Elle sait trop qu'il lui tient tête victorieusement.

 

Le corps recouvert d'une viscosité sur laquelle les ventouses même glissent, la gueule largement fendue et garnie de dents acérées, le congre, souple, robuste, doué d'une extraordinaire vitalité, attaque résolument la pieuvre et avec succès.

Les gros chiens de mer comme les posteaux en ont également raison.

 

Mais les pieuvres pullulent et ces poissons en sont repus, tant et si bien qu'ils dédaignent les pauvres appâts qu'on leur présente.

 

La trace de ces combats apparaît lorsqu'on ramène des pieuvres.

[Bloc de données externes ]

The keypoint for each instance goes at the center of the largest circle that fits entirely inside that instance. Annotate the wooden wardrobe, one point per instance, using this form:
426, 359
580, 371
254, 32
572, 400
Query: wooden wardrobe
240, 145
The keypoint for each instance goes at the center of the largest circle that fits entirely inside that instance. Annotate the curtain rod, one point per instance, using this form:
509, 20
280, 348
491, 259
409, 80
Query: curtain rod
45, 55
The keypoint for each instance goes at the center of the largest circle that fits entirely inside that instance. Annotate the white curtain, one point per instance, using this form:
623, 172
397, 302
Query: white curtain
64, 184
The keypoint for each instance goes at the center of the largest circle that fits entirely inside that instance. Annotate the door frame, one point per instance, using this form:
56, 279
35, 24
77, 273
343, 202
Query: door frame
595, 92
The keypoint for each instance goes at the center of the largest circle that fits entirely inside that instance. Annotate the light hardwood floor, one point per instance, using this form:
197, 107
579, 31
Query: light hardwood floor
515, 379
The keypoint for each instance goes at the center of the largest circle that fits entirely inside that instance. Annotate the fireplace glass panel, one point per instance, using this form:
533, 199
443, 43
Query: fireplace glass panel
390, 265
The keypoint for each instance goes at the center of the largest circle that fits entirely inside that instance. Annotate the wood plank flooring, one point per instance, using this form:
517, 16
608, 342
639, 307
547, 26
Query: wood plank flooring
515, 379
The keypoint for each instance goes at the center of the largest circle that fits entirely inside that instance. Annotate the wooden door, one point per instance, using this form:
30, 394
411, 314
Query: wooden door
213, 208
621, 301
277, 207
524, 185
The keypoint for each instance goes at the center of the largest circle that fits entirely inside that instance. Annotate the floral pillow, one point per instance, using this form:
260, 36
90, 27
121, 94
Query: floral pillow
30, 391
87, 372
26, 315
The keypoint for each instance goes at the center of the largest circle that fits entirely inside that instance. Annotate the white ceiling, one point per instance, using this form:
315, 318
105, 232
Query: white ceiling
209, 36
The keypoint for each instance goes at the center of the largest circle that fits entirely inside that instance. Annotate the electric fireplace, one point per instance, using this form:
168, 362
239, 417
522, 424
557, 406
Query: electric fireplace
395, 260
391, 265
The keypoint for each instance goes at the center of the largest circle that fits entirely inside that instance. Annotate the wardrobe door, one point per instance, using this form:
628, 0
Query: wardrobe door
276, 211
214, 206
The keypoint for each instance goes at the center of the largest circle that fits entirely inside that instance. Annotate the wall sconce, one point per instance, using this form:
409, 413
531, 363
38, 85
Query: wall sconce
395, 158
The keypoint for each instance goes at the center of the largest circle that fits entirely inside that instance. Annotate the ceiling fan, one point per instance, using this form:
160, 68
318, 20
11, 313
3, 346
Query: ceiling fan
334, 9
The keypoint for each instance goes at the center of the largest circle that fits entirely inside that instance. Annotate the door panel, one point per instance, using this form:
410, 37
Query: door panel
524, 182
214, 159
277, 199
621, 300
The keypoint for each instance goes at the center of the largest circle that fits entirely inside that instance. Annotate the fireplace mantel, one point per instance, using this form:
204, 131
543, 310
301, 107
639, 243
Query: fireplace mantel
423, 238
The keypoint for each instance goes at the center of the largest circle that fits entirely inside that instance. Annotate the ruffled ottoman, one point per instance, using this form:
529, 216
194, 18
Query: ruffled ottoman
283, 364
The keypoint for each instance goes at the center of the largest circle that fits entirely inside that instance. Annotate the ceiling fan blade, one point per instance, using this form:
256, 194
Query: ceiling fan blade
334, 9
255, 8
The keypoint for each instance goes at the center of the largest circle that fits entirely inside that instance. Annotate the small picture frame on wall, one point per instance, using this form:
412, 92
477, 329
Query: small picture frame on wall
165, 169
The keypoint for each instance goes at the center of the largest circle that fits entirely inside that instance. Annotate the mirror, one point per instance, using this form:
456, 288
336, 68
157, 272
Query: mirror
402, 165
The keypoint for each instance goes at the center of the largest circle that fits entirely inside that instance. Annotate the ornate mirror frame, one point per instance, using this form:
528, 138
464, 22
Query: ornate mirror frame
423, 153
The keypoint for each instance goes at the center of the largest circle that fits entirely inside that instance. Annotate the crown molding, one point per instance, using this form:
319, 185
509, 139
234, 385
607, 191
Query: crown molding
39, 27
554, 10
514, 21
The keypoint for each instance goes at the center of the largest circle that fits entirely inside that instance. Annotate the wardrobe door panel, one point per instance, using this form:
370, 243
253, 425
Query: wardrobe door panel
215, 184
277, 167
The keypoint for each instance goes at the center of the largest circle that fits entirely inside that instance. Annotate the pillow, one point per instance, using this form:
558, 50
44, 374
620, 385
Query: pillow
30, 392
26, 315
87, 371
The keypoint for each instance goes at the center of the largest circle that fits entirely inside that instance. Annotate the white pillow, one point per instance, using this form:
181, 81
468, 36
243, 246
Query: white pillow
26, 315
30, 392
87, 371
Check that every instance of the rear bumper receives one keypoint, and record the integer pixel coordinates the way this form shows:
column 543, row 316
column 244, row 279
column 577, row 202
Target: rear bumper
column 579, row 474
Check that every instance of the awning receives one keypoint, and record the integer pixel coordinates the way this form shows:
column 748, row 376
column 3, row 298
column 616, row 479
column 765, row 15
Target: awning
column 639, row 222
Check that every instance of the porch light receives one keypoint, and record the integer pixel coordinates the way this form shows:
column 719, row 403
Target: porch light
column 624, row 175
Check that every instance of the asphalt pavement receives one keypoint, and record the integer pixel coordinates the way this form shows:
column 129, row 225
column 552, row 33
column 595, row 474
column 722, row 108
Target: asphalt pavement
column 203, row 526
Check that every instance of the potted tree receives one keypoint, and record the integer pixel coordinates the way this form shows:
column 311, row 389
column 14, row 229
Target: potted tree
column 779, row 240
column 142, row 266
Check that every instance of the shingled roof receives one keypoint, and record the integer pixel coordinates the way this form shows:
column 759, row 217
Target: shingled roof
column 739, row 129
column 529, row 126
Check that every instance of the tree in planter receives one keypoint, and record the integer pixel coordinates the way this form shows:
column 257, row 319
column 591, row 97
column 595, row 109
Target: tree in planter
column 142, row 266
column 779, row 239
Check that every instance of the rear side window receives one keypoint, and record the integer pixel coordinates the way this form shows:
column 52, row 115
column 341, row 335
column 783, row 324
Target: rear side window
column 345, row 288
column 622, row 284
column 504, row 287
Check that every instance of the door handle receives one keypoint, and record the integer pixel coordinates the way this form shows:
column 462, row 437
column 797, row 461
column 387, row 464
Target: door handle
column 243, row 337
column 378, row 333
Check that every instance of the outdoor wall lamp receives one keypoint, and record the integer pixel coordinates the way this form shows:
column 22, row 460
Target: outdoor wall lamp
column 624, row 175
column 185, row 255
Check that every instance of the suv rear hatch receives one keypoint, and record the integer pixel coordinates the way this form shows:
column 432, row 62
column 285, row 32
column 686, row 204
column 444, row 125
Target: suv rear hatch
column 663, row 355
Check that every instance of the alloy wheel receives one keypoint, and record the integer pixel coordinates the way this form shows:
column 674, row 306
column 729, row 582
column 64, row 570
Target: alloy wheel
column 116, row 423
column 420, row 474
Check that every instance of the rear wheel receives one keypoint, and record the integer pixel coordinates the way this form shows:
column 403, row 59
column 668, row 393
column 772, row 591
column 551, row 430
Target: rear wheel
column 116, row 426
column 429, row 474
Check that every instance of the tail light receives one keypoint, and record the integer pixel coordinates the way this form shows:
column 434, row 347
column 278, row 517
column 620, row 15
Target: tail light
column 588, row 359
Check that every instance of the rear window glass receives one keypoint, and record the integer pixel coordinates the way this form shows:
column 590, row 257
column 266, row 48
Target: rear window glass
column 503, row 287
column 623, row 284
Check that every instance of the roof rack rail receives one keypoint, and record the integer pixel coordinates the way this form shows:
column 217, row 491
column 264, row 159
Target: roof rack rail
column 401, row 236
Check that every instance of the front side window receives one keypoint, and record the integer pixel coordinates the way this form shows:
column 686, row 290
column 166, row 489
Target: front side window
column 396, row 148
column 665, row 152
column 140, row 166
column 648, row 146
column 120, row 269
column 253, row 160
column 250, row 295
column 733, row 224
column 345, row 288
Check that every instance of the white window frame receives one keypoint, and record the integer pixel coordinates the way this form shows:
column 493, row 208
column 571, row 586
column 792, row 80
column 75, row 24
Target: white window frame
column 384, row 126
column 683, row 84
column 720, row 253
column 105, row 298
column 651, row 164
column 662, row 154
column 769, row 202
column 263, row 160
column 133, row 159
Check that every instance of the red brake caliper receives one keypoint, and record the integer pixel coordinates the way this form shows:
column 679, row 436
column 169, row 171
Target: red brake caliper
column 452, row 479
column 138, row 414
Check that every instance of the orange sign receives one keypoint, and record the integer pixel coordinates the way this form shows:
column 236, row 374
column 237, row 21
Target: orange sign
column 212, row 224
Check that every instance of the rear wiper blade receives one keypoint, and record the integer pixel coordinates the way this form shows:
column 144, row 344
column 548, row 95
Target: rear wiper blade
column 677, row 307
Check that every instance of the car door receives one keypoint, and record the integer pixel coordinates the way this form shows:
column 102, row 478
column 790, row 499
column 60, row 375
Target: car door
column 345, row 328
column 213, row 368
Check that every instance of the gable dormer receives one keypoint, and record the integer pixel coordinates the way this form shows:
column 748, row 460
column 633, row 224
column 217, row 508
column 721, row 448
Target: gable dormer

On en trouve, en effet, qui ont été amputées de trois ou quatre tentacules.

 

— Les pieuvres dont il s'agit, nous explique-t-on, n'appartiennent pas à la même famille que celles qui vivent couramment sur nos côtes.

Celles-ci, de petite taille, sont rougeâtres.

Elles se nourrissent de petits crabes, de coquillages et font généralement bon ménage avec les crevettes, qui cohabitent avec elles sous une même roche.

Enfin, elles sont très comestibles.

 

« Il n'en va pas de même de celles qui détruisent les langoustes.

Celles-là sont jaunâtres, flasques, bien plus développées puisqu'elles possèdent des tentacules qui atteignent parfois un mètre de longueur.

 

« Elles viennent du large, des grands fonds.

On les voit passer quand elles émigrent en bancs immenses et ce n'est pas sans horreur que l'on pense à ce qu'il adviendrait de nous si nous tombions à la mer quand elles défilent sous la barque.

 

« Elles n'ont cependant ni la vigueur, ni la résistance des pieuvres côtières, car lorsque survient un grand froid s'accompagnant d'une grosse mer, elles s'échouent sur les grèves en tas impressionnants et y meurent.

J'ai assisté, à l'île de Batz, à l'une de ces destructions.

Afin d'éviter une épidémie quand elles se décomposaient, j'en ai vu enfouir un jour 120 charretées. »

 

Pour les avoir souvent rencontrées, M. Perhirin, ancien ravitailleur de phares, les connaît bien.

 

— Elles s'attaquent à tout, nous dit-il, sauf aux congres.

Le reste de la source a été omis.